Samsung said on February 28, 2026 that it plans to transition its global manufacturing operations into AI-Driven Factories by 2030. The announcement stands out because it treats AI as an operating layer for industrial production, not just as a feature inside consumer devices. Samsung is describing a long-term manufacturing transformation that combines simulation, automation, and on-site assistance across its own plants and smart-factory business.

According to the company, the roadmap centers on digital twin simulations, AI agents, and in-factory companion robots. That mix matters because each element addresses a different industrial problem. Digital twins can model site-specific bottlenecks before changes are made in a real plant. AI agents can help coordinate planning and operational decisions across complex production lines. Companion robots can support workers on the factory floor where repetitive physical tasks, inspection steps, and material handoffs still create delays or quality risks.

Samsung also linked the initiative to reinforcement learning and factory optimization work that can adapt to conditions at individual sites. That suggests the company is aiming for plants that do more than execute fixed automation recipes. The goal is a production system that can learn from throughput, defect, and maintenance data and then feed those lessons back into scheduling and process control. For a manufacturer with a global footprint, even small gains in yield or downtime can translate into meaningful financial impact.

Another important detail is that Samsung is grounding the strategy in its own manufacturing operations first. That makes the roadmap more credible than a purely conceptual platform pitch. If the company can deploy these systems inside its semiconductor, device, and electronics production environment, it creates a practical test bed for technologies that could later be sold through its smart-factory business. In effect, Samsung is using its internal operations as both customer and proving ground.

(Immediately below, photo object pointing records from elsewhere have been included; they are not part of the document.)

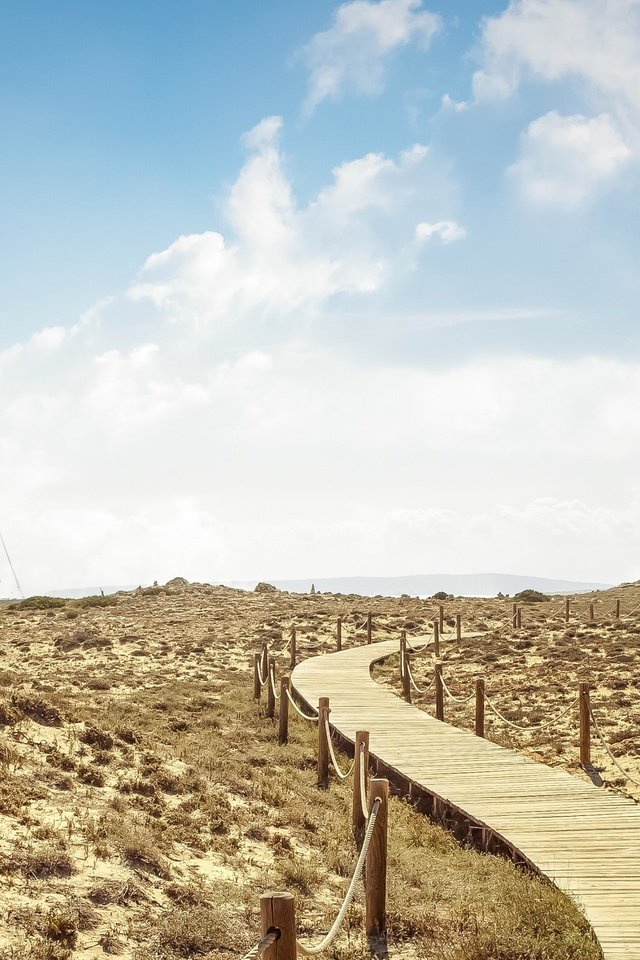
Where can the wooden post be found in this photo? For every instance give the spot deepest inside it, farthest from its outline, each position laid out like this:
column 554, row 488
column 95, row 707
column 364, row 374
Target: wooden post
column 271, row 697
column 376, row 883
column 362, row 759
column 439, row 693
column 480, row 707
column 257, row 686
column 404, row 672
column 278, row 912
column 585, row 726
column 323, row 744
column 283, row 718
column 292, row 658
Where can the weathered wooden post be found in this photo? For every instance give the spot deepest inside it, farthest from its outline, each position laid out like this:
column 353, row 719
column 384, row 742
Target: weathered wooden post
column 480, row 707
column 361, row 755
column 293, row 652
column 376, row 882
column 271, row 683
column 257, row 686
column 439, row 692
column 283, row 717
column 323, row 743
column 278, row 912
column 585, row 726
column 404, row 668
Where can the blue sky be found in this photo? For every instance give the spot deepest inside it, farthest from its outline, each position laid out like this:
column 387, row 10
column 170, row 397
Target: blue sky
column 246, row 241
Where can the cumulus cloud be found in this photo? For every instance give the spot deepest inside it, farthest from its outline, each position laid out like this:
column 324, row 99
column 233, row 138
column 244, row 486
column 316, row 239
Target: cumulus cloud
column 594, row 41
column 448, row 231
column 142, row 464
column 281, row 258
column 563, row 159
column 351, row 56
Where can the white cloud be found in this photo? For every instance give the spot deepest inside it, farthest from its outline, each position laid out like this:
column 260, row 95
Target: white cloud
column 592, row 44
column 454, row 106
column 563, row 159
column 126, row 466
column 448, row 231
column 281, row 258
column 351, row 56
column 594, row 41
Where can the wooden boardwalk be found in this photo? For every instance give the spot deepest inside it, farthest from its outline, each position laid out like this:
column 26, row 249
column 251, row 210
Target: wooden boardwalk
column 584, row 839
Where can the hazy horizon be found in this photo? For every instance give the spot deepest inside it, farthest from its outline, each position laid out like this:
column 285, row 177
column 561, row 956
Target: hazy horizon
column 331, row 287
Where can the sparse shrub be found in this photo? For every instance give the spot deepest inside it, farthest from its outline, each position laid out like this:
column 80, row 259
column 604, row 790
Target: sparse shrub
column 530, row 596
column 37, row 709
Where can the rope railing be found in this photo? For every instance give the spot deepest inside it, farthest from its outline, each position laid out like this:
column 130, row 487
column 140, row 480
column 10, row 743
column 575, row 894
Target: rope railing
column 264, row 944
column 272, row 681
column 454, row 698
column 421, row 649
column 334, row 761
column 327, row 940
column 608, row 749
column 363, row 787
column 419, row 690
column 305, row 716
column 529, row 727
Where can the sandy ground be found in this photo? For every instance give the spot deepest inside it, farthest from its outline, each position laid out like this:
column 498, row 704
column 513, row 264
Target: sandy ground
column 128, row 791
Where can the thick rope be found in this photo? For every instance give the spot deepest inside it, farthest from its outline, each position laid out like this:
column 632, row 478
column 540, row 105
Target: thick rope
column 312, row 951
column 336, row 765
column 606, row 746
column 421, row 649
column 363, row 789
column 451, row 696
column 420, row 691
column 286, row 647
column 305, row 716
column 537, row 726
column 264, row 944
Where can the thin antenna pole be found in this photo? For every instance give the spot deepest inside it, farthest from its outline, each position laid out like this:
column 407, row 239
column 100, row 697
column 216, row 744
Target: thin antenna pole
column 15, row 575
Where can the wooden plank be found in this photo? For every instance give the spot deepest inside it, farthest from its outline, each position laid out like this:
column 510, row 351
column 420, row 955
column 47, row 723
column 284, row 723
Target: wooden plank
column 585, row 840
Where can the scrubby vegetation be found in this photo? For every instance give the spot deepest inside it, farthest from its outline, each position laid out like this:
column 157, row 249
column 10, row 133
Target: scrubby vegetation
column 145, row 803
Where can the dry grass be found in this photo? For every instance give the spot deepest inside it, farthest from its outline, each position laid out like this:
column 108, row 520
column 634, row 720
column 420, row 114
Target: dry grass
column 145, row 803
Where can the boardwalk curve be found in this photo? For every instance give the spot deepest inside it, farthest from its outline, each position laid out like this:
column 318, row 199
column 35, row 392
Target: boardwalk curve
column 585, row 840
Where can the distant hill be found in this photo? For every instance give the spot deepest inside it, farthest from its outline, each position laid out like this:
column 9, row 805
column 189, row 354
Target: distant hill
column 420, row 585
column 425, row 585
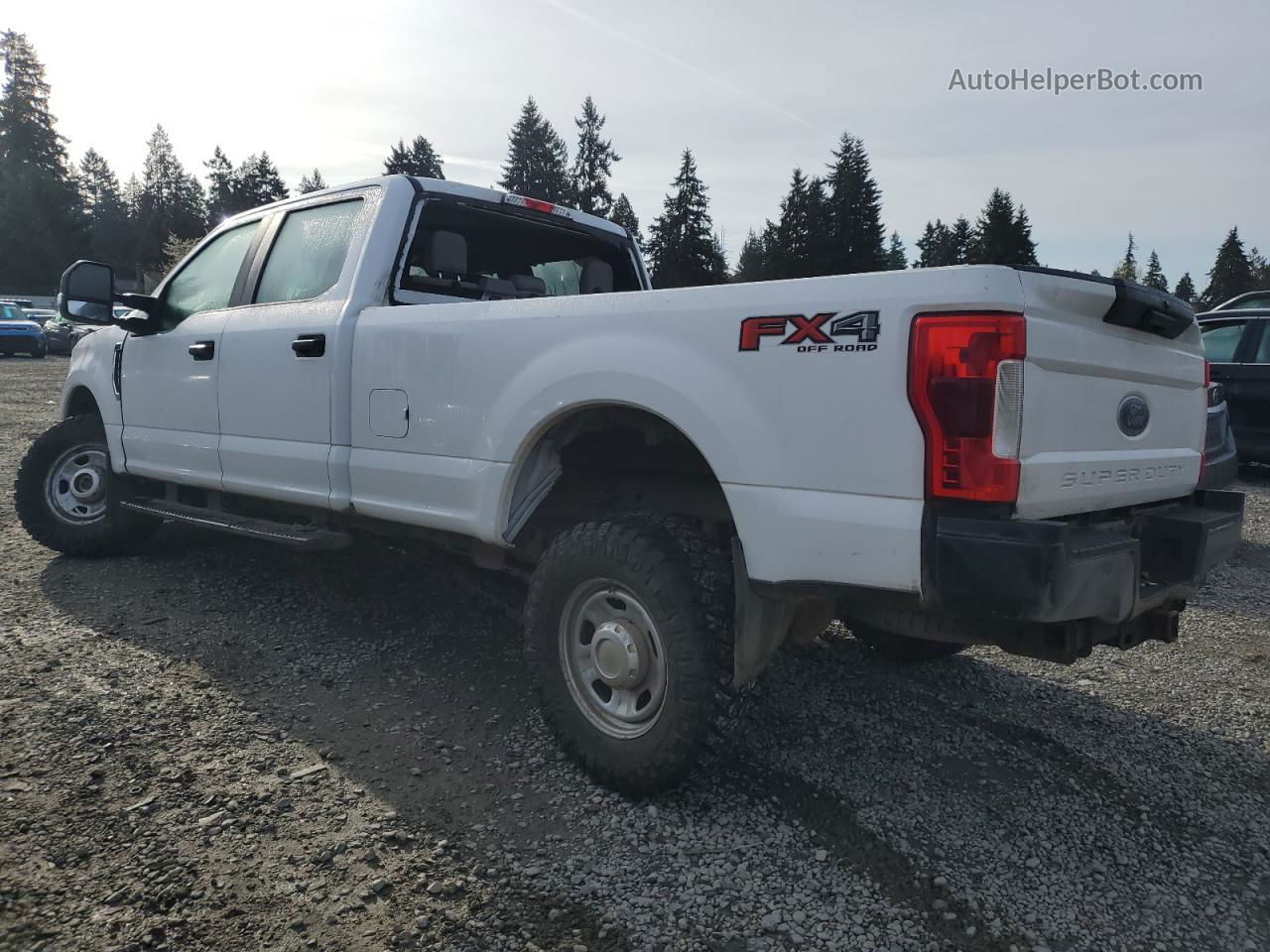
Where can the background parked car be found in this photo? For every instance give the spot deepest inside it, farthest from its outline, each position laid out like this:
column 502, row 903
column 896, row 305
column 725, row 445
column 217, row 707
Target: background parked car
column 1237, row 344
column 63, row 335
column 40, row 315
column 19, row 334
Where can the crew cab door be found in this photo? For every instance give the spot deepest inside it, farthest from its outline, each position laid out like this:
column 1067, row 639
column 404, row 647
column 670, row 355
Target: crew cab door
column 168, row 381
column 278, row 356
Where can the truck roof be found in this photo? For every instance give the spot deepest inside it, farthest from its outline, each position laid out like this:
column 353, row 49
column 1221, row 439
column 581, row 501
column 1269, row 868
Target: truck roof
column 444, row 186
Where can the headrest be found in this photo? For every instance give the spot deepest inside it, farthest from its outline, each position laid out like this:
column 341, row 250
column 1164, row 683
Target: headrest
column 445, row 253
column 526, row 285
column 597, row 277
column 497, row 287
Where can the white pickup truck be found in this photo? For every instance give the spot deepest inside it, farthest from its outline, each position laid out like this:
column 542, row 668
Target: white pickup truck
column 945, row 457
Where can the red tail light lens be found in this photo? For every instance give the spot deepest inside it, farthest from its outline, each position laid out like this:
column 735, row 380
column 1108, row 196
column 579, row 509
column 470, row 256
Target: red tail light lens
column 952, row 388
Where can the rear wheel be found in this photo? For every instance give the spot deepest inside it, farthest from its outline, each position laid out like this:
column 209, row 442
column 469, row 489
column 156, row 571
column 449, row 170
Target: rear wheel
column 67, row 497
column 627, row 633
column 903, row 648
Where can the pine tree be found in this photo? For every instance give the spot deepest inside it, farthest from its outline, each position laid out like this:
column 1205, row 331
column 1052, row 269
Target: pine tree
column 938, row 245
column 855, row 211
column 257, row 181
column 1230, row 275
column 622, row 213
column 1260, row 268
column 420, row 159
column 1025, row 249
column 171, row 202
column 897, row 258
column 538, row 159
column 221, row 189
column 1155, row 276
column 108, row 239
column 1128, row 267
column 751, row 263
column 961, row 239
column 801, row 248
column 42, row 225
column 683, row 248
column 312, row 182
column 592, row 164
column 1001, row 235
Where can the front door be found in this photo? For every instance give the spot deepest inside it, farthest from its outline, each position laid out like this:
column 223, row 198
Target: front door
column 278, row 354
column 168, row 384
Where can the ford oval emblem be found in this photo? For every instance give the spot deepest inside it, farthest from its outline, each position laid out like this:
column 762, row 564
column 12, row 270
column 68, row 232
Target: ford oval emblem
column 1133, row 416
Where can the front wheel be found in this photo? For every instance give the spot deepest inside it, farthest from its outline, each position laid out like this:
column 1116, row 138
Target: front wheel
column 627, row 631
column 67, row 497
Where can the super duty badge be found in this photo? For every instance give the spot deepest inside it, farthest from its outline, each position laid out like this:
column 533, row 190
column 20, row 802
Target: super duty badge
column 810, row 334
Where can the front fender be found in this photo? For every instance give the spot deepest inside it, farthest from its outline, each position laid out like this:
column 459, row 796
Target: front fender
column 93, row 370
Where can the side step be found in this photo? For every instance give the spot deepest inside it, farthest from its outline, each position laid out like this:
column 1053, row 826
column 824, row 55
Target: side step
column 307, row 536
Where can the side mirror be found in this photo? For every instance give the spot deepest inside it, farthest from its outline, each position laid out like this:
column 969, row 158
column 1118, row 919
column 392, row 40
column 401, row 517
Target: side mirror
column 87, row 296
column 86, row 293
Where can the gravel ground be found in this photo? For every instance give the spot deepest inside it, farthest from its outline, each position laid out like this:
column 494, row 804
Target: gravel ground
column 223, row 746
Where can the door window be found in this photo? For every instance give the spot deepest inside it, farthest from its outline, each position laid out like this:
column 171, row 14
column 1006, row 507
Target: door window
column 1264, row 347
column 207, row 282
column 1220, row 340
column 309, row 253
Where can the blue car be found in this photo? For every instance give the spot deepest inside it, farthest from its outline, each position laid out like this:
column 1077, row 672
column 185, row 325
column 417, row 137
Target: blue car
column 19, row 334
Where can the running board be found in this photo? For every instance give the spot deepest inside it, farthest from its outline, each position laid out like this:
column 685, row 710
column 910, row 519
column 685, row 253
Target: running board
column 307, row 536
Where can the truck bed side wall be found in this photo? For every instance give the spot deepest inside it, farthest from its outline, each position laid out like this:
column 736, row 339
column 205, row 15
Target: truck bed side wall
column 818, row 451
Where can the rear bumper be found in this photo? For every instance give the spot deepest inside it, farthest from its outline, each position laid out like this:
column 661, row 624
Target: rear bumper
column 1055, row 571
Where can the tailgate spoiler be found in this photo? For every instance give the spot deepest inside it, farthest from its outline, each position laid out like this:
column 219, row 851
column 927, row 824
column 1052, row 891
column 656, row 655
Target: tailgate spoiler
column 1135, row 304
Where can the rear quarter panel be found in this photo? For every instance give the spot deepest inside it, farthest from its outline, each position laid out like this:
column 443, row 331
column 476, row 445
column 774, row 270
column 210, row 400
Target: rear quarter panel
column 816, row 444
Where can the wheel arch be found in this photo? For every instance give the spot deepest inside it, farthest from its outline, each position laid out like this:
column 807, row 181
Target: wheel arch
column 80, row 400
column 538, row 462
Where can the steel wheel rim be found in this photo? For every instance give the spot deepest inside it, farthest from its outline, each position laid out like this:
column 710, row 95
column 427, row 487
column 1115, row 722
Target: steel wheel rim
column 77, row 484
column 612, row 658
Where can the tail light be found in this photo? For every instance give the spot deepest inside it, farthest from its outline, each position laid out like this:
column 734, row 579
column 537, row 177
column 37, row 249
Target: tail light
column 965, row 382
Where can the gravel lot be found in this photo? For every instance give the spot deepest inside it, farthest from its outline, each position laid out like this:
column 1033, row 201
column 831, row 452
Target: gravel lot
column 223, row 746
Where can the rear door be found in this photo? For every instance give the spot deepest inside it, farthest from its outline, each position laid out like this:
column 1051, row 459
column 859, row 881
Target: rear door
column 278, row 353
column 1112, row 416
column 168, row 384
column 1238, row 348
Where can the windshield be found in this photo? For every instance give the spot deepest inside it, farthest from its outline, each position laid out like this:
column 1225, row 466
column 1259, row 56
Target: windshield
column 476, row 250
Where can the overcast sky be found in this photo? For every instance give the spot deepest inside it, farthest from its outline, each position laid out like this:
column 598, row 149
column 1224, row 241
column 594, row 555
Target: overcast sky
column 753, row 87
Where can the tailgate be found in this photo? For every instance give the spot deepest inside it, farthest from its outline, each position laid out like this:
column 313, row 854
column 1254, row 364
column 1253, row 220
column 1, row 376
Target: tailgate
column 1114, row 411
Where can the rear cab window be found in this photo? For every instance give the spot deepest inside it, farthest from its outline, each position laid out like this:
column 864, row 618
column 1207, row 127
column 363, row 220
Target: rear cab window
column 309, row 253
column 480, row 250
column 1222, row 339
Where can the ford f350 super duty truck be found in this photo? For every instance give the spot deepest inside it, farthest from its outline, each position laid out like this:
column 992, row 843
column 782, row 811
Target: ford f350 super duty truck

The bigger significance is that industrial AI is moving closer to mainstream capital planning. Samsung's 2030 timeline signals that large manufacturers increasingly view digital twins, AI agents, and robots as core competitiveness tools rather than side experiments. For the broader IT and AI market, that means more demand for factory data platforms, edge compute, machine-vision systems, and software that can safely connect models to physical operations.